Op 8 November 1798, te 4 uren namiddag, doodden de Fransche soldaten Jacobus Vloemans, alsook twee paters Minderbroeders van het klooster van Turnhout. Zij werden onmeedoogend neergeschoten.
.................
In de jaren 1798 en 1799 toen de goddeloosheid hare uiterste palen bereikte, is de Godgewijde tempel in eenen paardenstal veranderd, en heeft hij gediend tot vaste woonst en verblijfplaats van allerhande volk van beide geslachten. Van daar de gegronde twijfel of de heilige plaats niet ontheiligd was geworden. Toen er beraadslaagd werd over het opdragen van het H. Misoffer in de Sacristij, zooals het in vele plaatsen geschiedde, scheen over die zaak om den aangehaalden twijfel een beslissend oordeel noodig van het Vikariaat. De E. H. onderpastoor Van Waersenburgh, had, buiten den weet van het kapittel bij het Vikariaat de toelating gevraagd en bekomen om de kerk te reinigen van hare mogelijke besmetting, en deelde die toelating aam de kanunniken mede. Door toedoen dezer laatsten kreeg de onderpastoor op 4 Mei 1801 verbod van zelf eenige ceremonie van zuivering te verrichten, en werd gansch de zaak aan de E. Heeren van het kapittel overgelaten en ter uitvoering toevertrouwd door den H. H. J. A. Seerwart, Vikaris-Generaal van 't bisdom.

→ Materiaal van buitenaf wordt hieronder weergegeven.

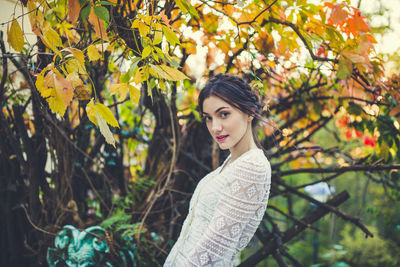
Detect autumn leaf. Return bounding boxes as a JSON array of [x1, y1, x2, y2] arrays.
[[93, 6, 110, 23], [87, 45, 101, 61], [142, 46, 152, 59], [162, 25, 179, 46], [129, 85, 140, 104], [110, 83, 128, 102], [7, 19, 24, 52], [150, 64, 189, 81], [89, 8, 108, 41], [86, 99, 119, 147], [36, 68, 74, 117], [175, 0, 199, 18], [330, 4, 349, 24], [68, 0, 81, 25], [43, 27, 62, 47], [26, 0, 44, 36], [336, 56, 353, 80], [66, 72, 90, 100]]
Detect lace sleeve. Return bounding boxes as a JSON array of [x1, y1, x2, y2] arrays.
[[187, 158, 271, 266]]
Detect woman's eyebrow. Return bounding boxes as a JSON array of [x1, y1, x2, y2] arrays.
[[214, 107, 228, 113], [202, 107, 228, 115]]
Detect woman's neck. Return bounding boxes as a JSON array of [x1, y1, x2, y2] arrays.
[[230, 127, 257, 162]]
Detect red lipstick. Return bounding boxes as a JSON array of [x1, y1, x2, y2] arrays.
[[216, 135, 229, 142]]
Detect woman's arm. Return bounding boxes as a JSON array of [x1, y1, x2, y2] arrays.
[[187, 157, 271, 266]]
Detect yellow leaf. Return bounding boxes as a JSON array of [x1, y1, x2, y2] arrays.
[[133, 68, 146, 84], [153, 23, 163, 45], [86, 98, 99, 126], [61, 47, 85, 64], [68, 0, 81, 24], [162, 25, 179, 46], [129, 85, 140, 104], [87, 45, 101, 61], [89, 8, 108, 41], [150, 64, 189, 81], [66, 72, 90, 100], [142, 46, 152, 58], [65, 58, 87, 74], [7, 19, 24, 52], [44, 27, 62, 46], [131, 19, 139, 29], [26, 0, 44, 36], [36, 68, 74, 117], [86, 99, 118, 147], [110, 83, 128, 102], [139, 21, 150, 37], [96, 103, 119, 128]]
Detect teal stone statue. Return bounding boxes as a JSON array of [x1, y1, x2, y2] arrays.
[[47, 225, 136, 267]]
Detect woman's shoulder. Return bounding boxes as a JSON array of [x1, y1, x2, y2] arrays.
[[238, 148, 270, 166], [236, 148, 271, 178]]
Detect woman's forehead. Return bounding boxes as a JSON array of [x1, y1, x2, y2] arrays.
[[203, 95, 232, 114]]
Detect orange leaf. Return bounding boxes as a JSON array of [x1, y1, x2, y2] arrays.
[[89, 8, 108, 41]]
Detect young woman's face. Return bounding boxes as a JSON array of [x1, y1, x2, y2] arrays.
[[203, 95, 252, 152]]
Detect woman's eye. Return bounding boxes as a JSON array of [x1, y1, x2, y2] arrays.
[[221, 112, 229, 118]]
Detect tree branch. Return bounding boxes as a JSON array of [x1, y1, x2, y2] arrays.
[[261, 17, 339, 64], [279, 164, 400, 176]]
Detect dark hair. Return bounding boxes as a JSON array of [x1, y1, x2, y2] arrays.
[[198, 74, 262, 130]]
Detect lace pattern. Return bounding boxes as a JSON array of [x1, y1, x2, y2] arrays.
[[164, 149, 271, 267]]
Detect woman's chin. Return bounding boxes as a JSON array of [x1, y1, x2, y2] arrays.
[[218, 143, 229, 150]]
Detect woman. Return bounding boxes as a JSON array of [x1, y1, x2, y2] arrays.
[[164, 74, 271, 267]]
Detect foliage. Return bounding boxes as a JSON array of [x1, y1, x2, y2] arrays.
[[0, 0, 400, 265], [324, 225, 399, 266]]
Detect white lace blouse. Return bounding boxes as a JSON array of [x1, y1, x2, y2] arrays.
[[164, 149, 271, 267]]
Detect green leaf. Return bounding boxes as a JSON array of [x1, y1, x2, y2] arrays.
[[162, 25, 179, 46], [94, 6, 110, 23], [81, 5, 91, 21], [98, 1, 115, 6], [142, 46, 152, 58], [175, 0, 199, 18], [336, 56, 353, 80], [119, 57, 140, 83]]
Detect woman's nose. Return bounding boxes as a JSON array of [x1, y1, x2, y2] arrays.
[[211, 119, 222, 133]]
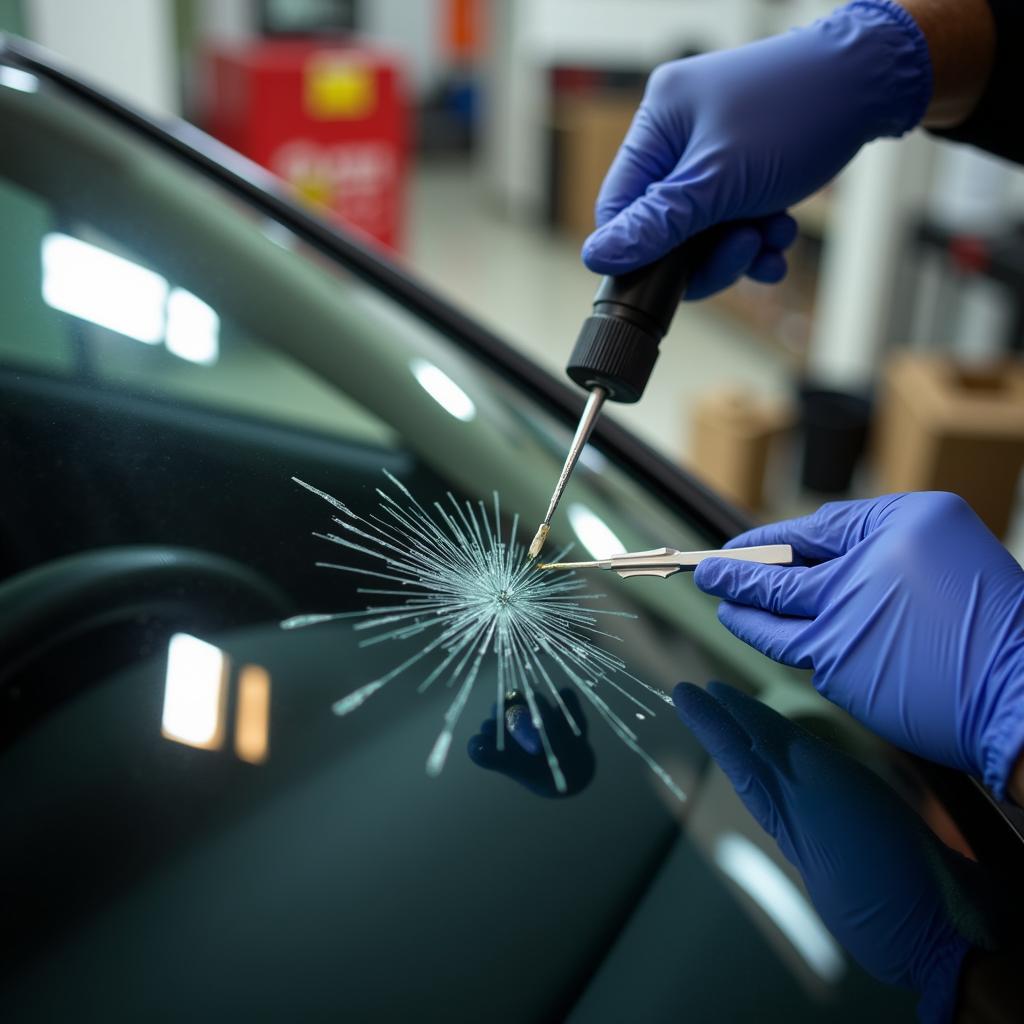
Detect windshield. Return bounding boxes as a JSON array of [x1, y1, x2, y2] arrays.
[[0, 56, 1003, 1021]]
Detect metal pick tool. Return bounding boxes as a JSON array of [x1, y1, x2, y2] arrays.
[[537, 544, 793, 580]]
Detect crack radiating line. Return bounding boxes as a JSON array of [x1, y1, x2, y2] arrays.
[[281, 470, 686, 800]]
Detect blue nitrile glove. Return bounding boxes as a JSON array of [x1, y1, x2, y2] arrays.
[[467, 687, 594, 798], [583, 0, 932, 299], [672, 683, 988, 1022], [694, 492, 1024, 797]]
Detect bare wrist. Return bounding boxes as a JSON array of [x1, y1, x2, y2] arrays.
[[900, 0, 995, 128]]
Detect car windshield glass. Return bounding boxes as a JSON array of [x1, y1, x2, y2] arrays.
[[0, 58, 995, 1021]]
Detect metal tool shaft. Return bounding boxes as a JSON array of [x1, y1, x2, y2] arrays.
[[538, 544, 793, 580], [529, 387, 608, 558]]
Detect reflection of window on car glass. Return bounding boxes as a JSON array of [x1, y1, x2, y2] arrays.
[[0, 129, 394, 445]]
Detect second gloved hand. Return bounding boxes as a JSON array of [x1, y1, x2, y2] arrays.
[[694, 493, 1024, 797], [583, 0, 932, 298], [672, 683, 990, 1022]]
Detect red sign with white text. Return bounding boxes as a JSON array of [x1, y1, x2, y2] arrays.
[[207, 40, 409, 250]]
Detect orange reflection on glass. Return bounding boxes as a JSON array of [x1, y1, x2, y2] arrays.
[[160, 633, 228, 751], [234, 665, 270, 765]]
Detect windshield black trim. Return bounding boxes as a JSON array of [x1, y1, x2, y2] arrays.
[[6, 33, 1024, 860], [0, 34, 751, 542]]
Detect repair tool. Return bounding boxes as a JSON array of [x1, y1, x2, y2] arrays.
[[529, 236, 703, 558], [537, 544, 793, 580]]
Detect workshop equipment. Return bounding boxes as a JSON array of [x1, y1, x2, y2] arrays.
[[529, 236, 706, 558], [538, 544, 793, 580]]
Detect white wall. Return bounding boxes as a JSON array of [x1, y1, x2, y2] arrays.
[[25, 0, 178, 115]]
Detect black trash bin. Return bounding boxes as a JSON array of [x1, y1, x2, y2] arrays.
[[800, 387, 871, 495]]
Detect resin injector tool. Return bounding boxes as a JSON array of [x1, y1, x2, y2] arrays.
[[529, 236, 707, 558]]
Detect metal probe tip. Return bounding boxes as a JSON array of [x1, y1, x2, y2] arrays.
[[529, 522, 551, 568], [529, 387, 608, 559]]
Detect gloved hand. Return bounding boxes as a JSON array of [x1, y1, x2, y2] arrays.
[[694, 493, 1024, 797], [467, 687, 595, 798], [672, 683, 988, 1021], [583, 0, 932, 299]]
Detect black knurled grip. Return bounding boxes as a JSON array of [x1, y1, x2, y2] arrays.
[[565, 313, 660, 402]]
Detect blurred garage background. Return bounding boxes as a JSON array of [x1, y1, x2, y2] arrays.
[[6, 0, 1024, 556]]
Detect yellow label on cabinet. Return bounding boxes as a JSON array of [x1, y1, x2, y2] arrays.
[[305, 57, 377, 121]]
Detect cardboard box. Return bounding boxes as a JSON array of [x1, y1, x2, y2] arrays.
[[874, 353, 1024, 537], [690, 389, 795, 512], [553, 93, 641, 240]]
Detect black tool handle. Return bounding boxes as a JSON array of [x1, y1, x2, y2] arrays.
[[565, 239, 699, 402]]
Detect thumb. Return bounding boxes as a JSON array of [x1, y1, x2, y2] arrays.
[[583, 181, 707, 274]]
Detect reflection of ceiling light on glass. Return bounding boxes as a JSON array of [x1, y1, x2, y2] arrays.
[[410, 359, 476, 423], [0, 68, 39, 92], [43, 233, 167, 345], [43, 232, 220, 366], [160, 633, 227, 751], [165, 288, 220, 366], [580, 444, 608, 473], [569, 505, 626, 558], [234, 665, 270, 765], [715, 833, 846, 984]]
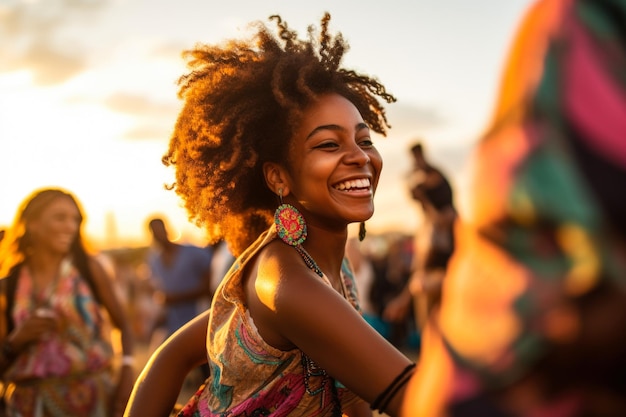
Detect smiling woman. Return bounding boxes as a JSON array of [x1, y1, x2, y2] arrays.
[[126, 9, 414, 417], [0, 189, 133, 417]]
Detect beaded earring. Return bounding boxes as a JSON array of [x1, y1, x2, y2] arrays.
[[359, 222, 366, 242], [274, 188, 307, 247]]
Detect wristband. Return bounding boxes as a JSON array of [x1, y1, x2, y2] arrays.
[[122, 355, 135, 366]]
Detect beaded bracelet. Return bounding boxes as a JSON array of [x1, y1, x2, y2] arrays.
[[370, 363, 415, 413]]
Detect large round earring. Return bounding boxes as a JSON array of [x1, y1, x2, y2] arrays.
[[274, 188, 307, 246], [359, 222, 366, 242]]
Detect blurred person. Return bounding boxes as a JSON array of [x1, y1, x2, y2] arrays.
[[209, 239, 235, 301], [126, 13, 414, 417], [383, 142, 457, 329], [403, 0, 626, 417], [0, 188, 134, 417], [148, 217, 212, 338]]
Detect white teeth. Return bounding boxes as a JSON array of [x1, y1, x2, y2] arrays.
[[335, 178, 370, 191]]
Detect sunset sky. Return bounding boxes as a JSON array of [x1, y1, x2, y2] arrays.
[[0, 0, 531, 246]]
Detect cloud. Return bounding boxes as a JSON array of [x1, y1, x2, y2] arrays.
[[0, 0, 106, 85], [387, 102, 448, 131], [103, 93, 179, 141], [103, 93, 178, 118]]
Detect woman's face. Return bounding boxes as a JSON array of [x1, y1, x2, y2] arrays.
[[28, 197, 81, 254], [289, 94, 382, 227]]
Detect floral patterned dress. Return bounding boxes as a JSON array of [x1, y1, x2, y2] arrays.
[[178, 226, 358, 417], [4, 262, 113, 417]]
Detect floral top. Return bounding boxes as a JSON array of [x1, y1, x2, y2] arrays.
[[179, 226, 359, 416], [5, 261, 113, 381]]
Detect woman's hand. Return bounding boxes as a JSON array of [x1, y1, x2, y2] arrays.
[[7, 309, 61, 352]]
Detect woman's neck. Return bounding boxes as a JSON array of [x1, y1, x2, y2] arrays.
[[26, 252, 64, 281]]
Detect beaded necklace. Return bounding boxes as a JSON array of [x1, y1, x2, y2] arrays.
[[294, 245, 343, 417]]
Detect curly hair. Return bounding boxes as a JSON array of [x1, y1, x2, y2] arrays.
[[163, 13, 396, 255]]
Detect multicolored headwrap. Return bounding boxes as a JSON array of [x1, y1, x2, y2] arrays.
[[405, 0, 626, 416]]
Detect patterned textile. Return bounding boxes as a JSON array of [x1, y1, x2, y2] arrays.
[[179, 226, 358, 417], [406, 0, 626, 416], [4, 262, 113, 417]]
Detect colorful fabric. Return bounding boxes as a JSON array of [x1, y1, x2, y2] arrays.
[[4, 262, 113, 417], [407, 0, 626, 416], [179, 226, 358, 417]]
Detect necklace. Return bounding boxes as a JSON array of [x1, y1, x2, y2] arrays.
[[294, 245, 343, 417], [294, 245, 324, 278]]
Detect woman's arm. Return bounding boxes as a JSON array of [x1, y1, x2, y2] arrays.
[[247, 248, 412, 416], [124, 310, 210, 417]]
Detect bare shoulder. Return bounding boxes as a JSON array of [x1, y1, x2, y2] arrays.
[[255, 241, 333, 313], [245, 241, 334, 350]]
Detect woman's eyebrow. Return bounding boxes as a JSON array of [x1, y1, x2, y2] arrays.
[[306, 122, 369, 139]]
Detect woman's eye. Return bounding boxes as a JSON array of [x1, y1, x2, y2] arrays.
[[315, 142, 338, 149], [359, 138, 374, 148]]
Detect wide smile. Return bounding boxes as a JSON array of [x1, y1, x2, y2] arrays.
[[333, 178, 372, 193]]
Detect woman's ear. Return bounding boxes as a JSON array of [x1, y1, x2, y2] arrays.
[[263, 162, 289, 197]]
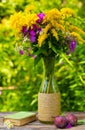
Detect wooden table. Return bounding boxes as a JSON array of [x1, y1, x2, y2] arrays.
[[0, 112, 85, 130]]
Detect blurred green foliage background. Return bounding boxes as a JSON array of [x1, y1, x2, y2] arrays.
[[0, 0, 85, 112]]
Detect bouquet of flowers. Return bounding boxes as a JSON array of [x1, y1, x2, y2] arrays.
[[11, 6, 85, 63]]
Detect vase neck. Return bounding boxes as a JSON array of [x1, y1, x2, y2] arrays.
[[43, 57, 55, 78]]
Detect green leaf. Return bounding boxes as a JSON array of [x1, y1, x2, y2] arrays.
[[34, 55, 41, 66], [52, 45, 58, 54], [77, 119, 85, 125]]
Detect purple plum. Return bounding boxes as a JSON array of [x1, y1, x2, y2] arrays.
[[66, 113, 78, 126], [54, 116, 67, 128]]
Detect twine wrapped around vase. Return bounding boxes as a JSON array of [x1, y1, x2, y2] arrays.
[[38, 92, 60, 122]]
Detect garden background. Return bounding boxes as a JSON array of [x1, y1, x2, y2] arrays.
[[0, 0, 85, 112]]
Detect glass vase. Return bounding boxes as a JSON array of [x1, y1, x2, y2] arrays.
[[38, 56, 60, 123]]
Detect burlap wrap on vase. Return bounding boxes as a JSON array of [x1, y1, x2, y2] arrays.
[[38, 92, 60, 122]]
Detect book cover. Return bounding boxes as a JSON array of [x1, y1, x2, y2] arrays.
[[3, 111, 36, 126]]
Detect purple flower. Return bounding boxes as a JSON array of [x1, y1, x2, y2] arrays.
[[19, 49, 24, 55], [66, 123, 72, 128], [32, 55, 37, 59], [29, 29, 36, 36], [29, 35, 36, 42], [70, 40, 76, 52], [33, 24, 37, 30], [37, 28, 42, 33], [36, 13, 45, 23], [21, 26, 28, 36]]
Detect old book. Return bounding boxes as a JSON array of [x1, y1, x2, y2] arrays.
[[3, 111, 36, 126]]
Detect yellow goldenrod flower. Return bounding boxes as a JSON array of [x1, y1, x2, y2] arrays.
[[38, 33, 48, 47], [71, 32, 85, 42], [69, 25, 85, 35], [55, 23, 65, 31], [25, 5, 34, 13], [25, 13, 38, 28], [52, 29, 59, 41]]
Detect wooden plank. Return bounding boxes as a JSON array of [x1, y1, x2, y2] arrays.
[[0, 86, 17, 91], [0, 112, 85, 130]]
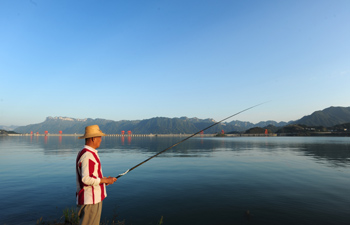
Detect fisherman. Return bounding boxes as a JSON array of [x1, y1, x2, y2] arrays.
[[76, 125, 117, 225]]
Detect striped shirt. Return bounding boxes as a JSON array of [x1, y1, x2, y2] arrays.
[[76, 145, 107, 205]]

Op 21 Mei 1801 werd er in 't bijzijn van P. Guardiaan der Minderbroeders vastgesteld, dat uit kracht der geschonken toelating, de kerk zou gezuiverd worden.
's Anderendaags, 22 Mei, werd er besloten dat in de sacristij de Missen zouden geschieden als volgt:
Te 5 ure door den Z. E. Petrus Otten, Guardiaan der Minderbroeders.
Te 6 ure door den E. H. Van den Waersenburgh, kapelaan.
Te 7 ure door J. B. Knaeps, kapelaan en onder-Plebaan.
Te 8 ure door den E. H. Van Lissum, kapelaan, of iemand anders.
Te 9 ure op Zon- en Feestdagen door den E. H. Van den Elsacker, kapelaan.
Te 10 ure ook op Zon- en Feestdagen, de plechtige Mis door den E. H. Kanunnik die van week is, en op de dekanale feestdagen door den oudsten Kanunnik.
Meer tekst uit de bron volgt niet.